1-Pyrroline-5-carboxylic acid
- Names: Preferred IUPAC name 3,4-Dihydro-2H-pyrrole-2-carboxylic acid

Identifiers
- CAS Number: 2906-39-0;
- 3D model (JSmol): Interactive image; Interactive image;
- ChEBI: CHEBI:1372;
- ChEMBL: ChEMBL1161508;
- ChemSpider: 1159;
- KEGG: C04322;
- MeSH: Delta-1-pyrroline-5-carboxylate
- PubChem CID: 1196;
- UNII: 52TNU46DHL;
- CompTox Dashboard (EPA): DTXSID00863056 ;

Properties
- Chemical formula: C_{5}H_{7}NO_{2}
- Molar mass: 113.115 g/mol
- Acidity (pK_{a}): 1.82/6.07

= 1-Pyrroline-5-carboxylic acid =

1-Pyrroline-5-carboxylic acid (systematic name 3,4-dihydro-2H-pyrrole-2-carboxylic acid) is a cyclic imino acid. Its conjugate base and anion is 1-pyrroline-5-carboxylate (P5C). In solution, P5C is in spontaneous equilibrium with glutamate-5-semialdehyde (GSA).

==Biochemistry==
The stereoisomer (S)-1-pyrroline-5-carboxylate (also referred to as L-P5C) is an intermediate metabolite in the biosynthesis and degradation of proline and arginine.

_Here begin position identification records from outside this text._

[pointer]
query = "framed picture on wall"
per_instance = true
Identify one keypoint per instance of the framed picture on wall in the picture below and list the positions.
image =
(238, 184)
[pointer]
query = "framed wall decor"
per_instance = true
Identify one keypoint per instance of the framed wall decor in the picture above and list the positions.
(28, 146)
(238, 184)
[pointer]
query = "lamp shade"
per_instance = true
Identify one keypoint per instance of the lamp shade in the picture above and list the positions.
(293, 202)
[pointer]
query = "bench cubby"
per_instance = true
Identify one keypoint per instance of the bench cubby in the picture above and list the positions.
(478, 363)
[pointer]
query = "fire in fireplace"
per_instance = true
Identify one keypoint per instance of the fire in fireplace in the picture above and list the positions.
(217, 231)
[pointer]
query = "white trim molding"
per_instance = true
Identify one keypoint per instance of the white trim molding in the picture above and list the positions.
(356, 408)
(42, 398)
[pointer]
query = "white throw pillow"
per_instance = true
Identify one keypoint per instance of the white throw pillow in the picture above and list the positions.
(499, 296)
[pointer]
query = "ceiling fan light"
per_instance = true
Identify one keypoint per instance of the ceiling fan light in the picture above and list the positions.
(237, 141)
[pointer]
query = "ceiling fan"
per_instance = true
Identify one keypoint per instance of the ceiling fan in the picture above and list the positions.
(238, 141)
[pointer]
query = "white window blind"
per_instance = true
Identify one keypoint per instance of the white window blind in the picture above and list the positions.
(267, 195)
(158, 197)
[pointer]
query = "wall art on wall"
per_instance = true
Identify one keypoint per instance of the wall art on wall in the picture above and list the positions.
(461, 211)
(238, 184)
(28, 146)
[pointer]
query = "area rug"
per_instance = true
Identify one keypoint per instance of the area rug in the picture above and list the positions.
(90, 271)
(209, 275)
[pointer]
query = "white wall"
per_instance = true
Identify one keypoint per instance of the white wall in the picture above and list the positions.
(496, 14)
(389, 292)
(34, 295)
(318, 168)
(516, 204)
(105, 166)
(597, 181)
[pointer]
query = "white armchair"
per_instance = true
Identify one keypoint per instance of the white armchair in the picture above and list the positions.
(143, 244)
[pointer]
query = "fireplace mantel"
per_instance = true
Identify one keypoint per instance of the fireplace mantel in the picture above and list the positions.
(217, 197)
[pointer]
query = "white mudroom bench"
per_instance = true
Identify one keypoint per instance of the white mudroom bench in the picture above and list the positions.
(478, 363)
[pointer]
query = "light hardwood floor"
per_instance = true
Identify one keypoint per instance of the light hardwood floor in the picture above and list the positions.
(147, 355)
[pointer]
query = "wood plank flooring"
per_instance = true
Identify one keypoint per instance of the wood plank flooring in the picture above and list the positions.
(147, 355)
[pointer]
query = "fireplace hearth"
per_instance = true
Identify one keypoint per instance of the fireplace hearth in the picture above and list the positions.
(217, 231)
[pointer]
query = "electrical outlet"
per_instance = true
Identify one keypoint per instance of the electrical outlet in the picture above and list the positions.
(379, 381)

In prokaryotic proline biosynthesis, GSA is synthesized from γ-glutamyl phosphate by the enzyme γ-glutamyl phosphate reductase.

In most eukaryotes, GSA is synthesised from the amino acid glutamate by the bifunctional enzyme 1-pyrroline-5-carboxylate synthase (P5CS). The human P5CS is encoded by the ALDH18A1 gene. The enzyme pyrroline-5-carboxylate reductase converts L-P5C into proline.

In proline degradation, the enzyme proline dehydrogenase produces P5C from proline, and the enzyme 1-pyrroline-5-carboxylate dehydrogenase converts GSA to glutamate. In many prokaryotes, proline dehydrogenase and P5C dehydrogenase form a bifunctional enzyme that prevents the release of P5C during proline degradation.

A reciprocal regulation of delta 1-pyrroline-5-carboxylate synthetase (P5CS) and proline dehydrogenase genes controls proline levels during and after osmotic stress in plants proportional to the level of proline. This allows an optimum level of proline to be produced from reduced nitrogen to control osmotic stress.